While subsection 5 provides as follows;-

“This section shall, with necessary modifications, apply to any civil proceedings by or against a county government, or in any proceedings in connection with any arbitration in which a county government is part”.

9. The Government Proceedings (Amendment) Act of 2015 is the one which introduced subsection (5) of section 21, thus bringing the county government on board to be at par with the national government in the matters “execution”.

10.  In the case of Judicial Review Miscellaneous application no. 44 of 2012 Republic vs TheAttorney General & another exparte James Alfred Koroso, Odunga J opined as follows:

“In the present case the exparte applicant has no other option of realizing the fruits of his judgment since he is barred from executing against the government.  Apart from mandamus, he has no option of ensuring that the judgment that he has been awarded is realized”.

11.    Likewise in the case of Republic vs Attorney General exparte Stephen Wanyee Roki (2016) KLR, it was held that:

“………..that being the position, execution under the civil procedure rules is barred in so far as the county governments are concerned.  What then is the option available to a party in whose favour judgment has been decreed……………it follows that the only remedy available to such a person is to institute judicial review proceedings and seek an order of mandamus compelling the county government to settle the decree in question”.

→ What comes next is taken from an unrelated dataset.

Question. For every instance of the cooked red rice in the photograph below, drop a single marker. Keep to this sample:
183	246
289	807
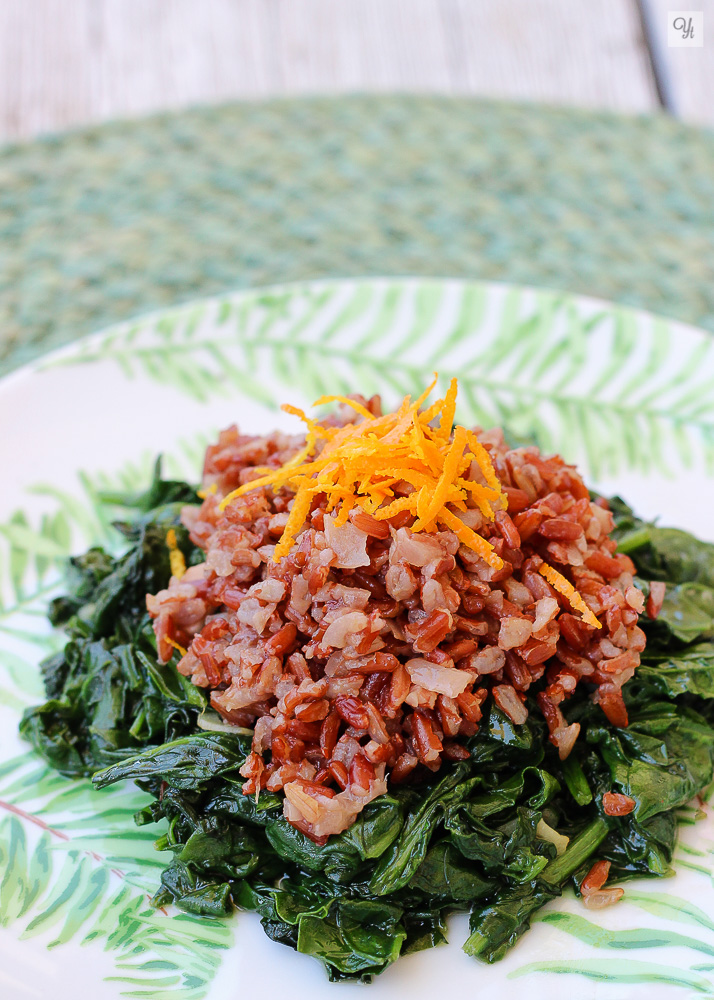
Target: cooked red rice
368	652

Also see Republic vs county secretary Migori County Government and another (2019) eKLR.

12.   The upshot of the foregoing analysis is that the plaintiff cannot execute against the defendant in these proceedings. Recourse lies in Judicial review proceedings.  I must however add that defendant is the one pushing the plaintiff to this corner.  The proceedings of 4. 9.2019 indicate that defendant had apparently requested for time to come up with a settlement plan and instead, it came up with the present application.  Thus even though the application is merited, the circumstances warrant the applicant/defendant to bear costs. The application dated 15. 10. 2019 is allowed but applicant is herebycondemned to pay costs of the application.

DATED, SIGNED AND DELIVERED AT MERU THIS20THDAY OF MAY, 2020

HON. LUCY. N. MBUGUA

ELC JUDGE

ORDER

The date of delivery of this ruling was given to the parties at the conclusion of the hearing and by a fresh notice by the Deputy Registrar.  In light of the declaration of measures restricting court operations due to the COVID-19 pandemicand following the practice directions issued by his Lordship, the Chief Justice dated 17th March, 2020 and published in the Kenya Gazette of 17th April 2020 as Gazette Notice no.3137, this ruling has been delivered to the parties by electronic mail.  They are deemed to have waived compliance with order 21 rule 1 of the Civil Procedure Rules which requires that all judgments and rulings be pronounced in open court.